Geoengineering Your Garden
|Photo by YoungToymaker|
Raingardens, ponds, and swales all contribute to higher ground-level humidity. Our future hops vines, growing at a angle to a height of 35 feet should also create a quasi-greenhouse beneath, especially with the compost pit dug into the ground near their base. We also want to leverage warm, sunny spots created by South-facing walls as good areas to tropicalize.
And for that, we have a secret ingredient. Biochar, with its low reflectivity, is a great infrared energy absorber, warming the soil. It also holds about 3x its weight in water. The elevated temperature and moisture create a high humidity zone in the immediate airspace above high biochar concentrations.

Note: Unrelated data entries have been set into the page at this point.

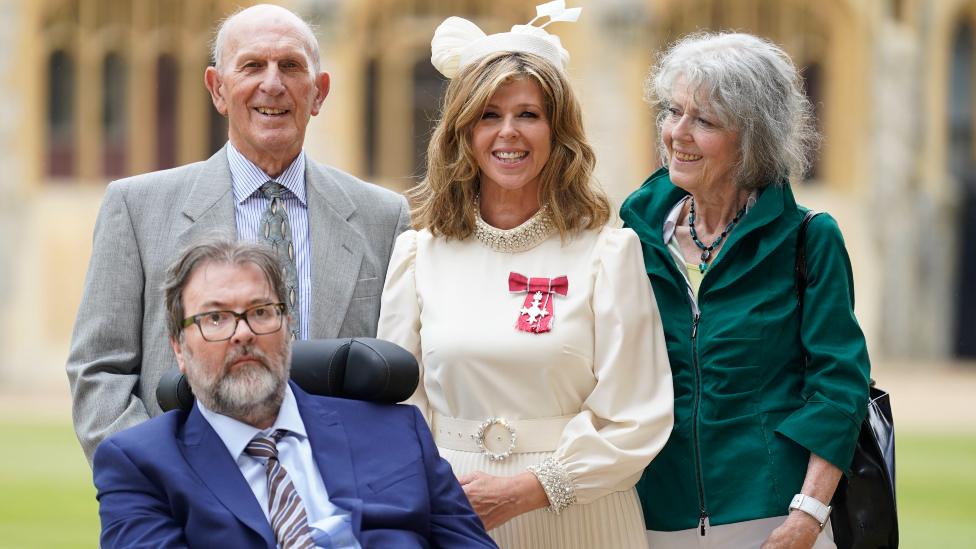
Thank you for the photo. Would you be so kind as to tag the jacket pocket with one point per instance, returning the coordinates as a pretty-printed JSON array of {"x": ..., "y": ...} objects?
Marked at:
[{"x": 394, "y": 477}]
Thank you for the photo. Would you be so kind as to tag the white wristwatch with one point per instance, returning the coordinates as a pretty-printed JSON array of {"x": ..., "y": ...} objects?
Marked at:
[{"x": 811, "y": 506}]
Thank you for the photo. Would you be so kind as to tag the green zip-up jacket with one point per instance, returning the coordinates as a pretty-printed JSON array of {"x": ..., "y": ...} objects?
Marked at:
[{"x": 748, "y": 408}]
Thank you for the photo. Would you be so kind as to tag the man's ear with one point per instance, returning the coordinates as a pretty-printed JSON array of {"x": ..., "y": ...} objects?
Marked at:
[
  {"x": 211, "y": 79},
  {"x": 178, "y": 351},
  {"x": 322, "y": 84}
]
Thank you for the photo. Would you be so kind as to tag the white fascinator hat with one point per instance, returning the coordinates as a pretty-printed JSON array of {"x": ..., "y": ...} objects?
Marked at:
[{"x": 457, "y": 41}]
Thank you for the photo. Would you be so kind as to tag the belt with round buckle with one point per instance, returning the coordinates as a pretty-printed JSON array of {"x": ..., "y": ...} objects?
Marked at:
[{"x": 483, "y": 432}]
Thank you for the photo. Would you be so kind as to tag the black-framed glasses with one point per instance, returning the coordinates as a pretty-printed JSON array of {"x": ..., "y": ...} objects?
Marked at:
[{"x": 221, "y": 325}]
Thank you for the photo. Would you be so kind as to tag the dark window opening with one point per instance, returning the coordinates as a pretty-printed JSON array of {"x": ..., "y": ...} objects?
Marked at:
[
  {"x": 167, "y": 111},
  {"x": 114, "y": 115},
  {"x": 60, "y": 115}
]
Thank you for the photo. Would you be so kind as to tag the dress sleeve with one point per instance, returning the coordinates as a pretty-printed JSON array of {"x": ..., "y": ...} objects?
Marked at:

My tomatoes and peppers grow prolifically, in part, due to top-dressing with biochar. Where I have cut holes in the black plastic, I mulched with biochar to prevent weeds, capture moisture, discourage pests, and further decrease albedo. I add extra organic fertilizer when it's time to feed the plants, in order to adjust for the nutrient sink created by the biochar. Next season, the biochar will be already charged and populated with soil microbes so that it can be dug in and do long-lasting service in the ground. I prefer this technique over composting of biochar, as it saves time and effort (though compost plus biochar is a superior soil amendment).
Maximizing the biochar concentration in garden beds (up to 50% of soil volume) will produce similar results. The terra preta effect will move your garden to more equatorial climes. We have a lime tree that's been container-grown for 12 years, but one day it might find its place in the sun where the snow never sticks.